La coccinelle à deux points, appelée Adalia bipunctata, est plus difficile à repérer en raison de sa grande variété d’aspects. Selon les conditions, elle peut adopter des teintes allant du rouge avec des points noirs à des variantes jaunes ou noires avec des points de couleurs différentes. Sa couleur noire prédomine dans les régions froides du Nord, afin d’absorber davantage de chaleur. À l’état adulte, elle consomme environ 90 pucerons par jour, un chiffre qui monte à 150 durant sa larve, qui dure entre 10 et 15 jours.
La troisième espèce couramment observée dans nos jardins est la coccinelle asiatique.
Zoom sur la coccinelle asiatique
Connue aussi sous le nom d’Harmonia axyridis, cette coccinelle provient de l’Asie du Nord-Est. Plusieurs études indiquent que, dans certains endroits, la population de cette espèce remplace presque la moitié des coccinelles à deux points, en se développant rapidement.
Elle affiche une variété de couleurs, allant du rouge, jaune, orange au noir, et est généralement plus grande que ses homologues. Son trait distinctif majeur est son thorax blanc, clairement séparé de la tête, orné d’une marque évoquant la lettre M. Sa capacité à dévorer davantage de pucerons, que ce soit lors de ses phases larvaires ou à l’âge adulte, pourrait sembler avantageuse pour le jardinier. Mais la réalité est un peu plus nuancée.
Introduite intentionnellement en Europe dans le cadre de la lutte biologique contre les nuisibles, cette introduction a mal tourné. Initialement, les populations d’Harmonia axyridis avaient du mal à se développer en raison de leurs ailes atrophiées, de leur faible mobilité et de leur vulnérabilité au froid européen.
Leur évolution a été influencée par des croisements avec des coccinelles d’Amérique du Nord, probablement dues à des activités de commercialisation non maîtrisées. La vente de cette espèce a été interdite dans beaucoup de pays, mais le mal était fait.
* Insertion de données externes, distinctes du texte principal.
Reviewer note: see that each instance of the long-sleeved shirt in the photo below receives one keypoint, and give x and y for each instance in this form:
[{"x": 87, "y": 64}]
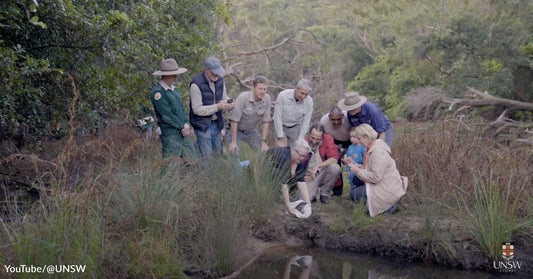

Leur apparition a mis en danger les espèces locales, qu’elles ont concurrencées et parfois supplantées, en s’attaquant notamment aux œufs d’autres insectes et en consommant des chrysopes et syrphes présents dans nos jardins.
Malgré tout, certains scientifiques restent confiants, espérant que les espèces indigènes finiront par s’adapter pour retrouver leur équilibre initial. Seul l’avenir nous dira si ces espoirs se concrétiseront.
En attendant, il est difficile d’intervenir pour favoriser une espèce plutôt qu’une autre, car leurs modes de vie se ressemblent. Cependant, à l’automne, la coccinelle asiatique forme souvent de grands rassemblements dans des groupes compacts, pour passer l’hiver, en entrant dans les bâtiments. Si ce comportement lui est propre, la majorité des coccinelles locales ne participeront qu’à quelques individus. Vous pouvez donc, si vous le souhaitez, détruire ces grappes compactes qu’elles forment dans des recoins de murs ou dans d’autres endroits stratégiques.
Quant aux espèces indigènes, plus résistantes au froid, elles trouveront refuge sous des tas de feuilles mortes, de bois ou dans un buisson comme le buis ou le laurier-tin. Les jardiniers plus bricoleurs peuvent également créer un refuge à coccinelles en assemblant quelques planches de bois avec des tiges creuses, pour favoriser leur hivernation dans un environnement plus naturel.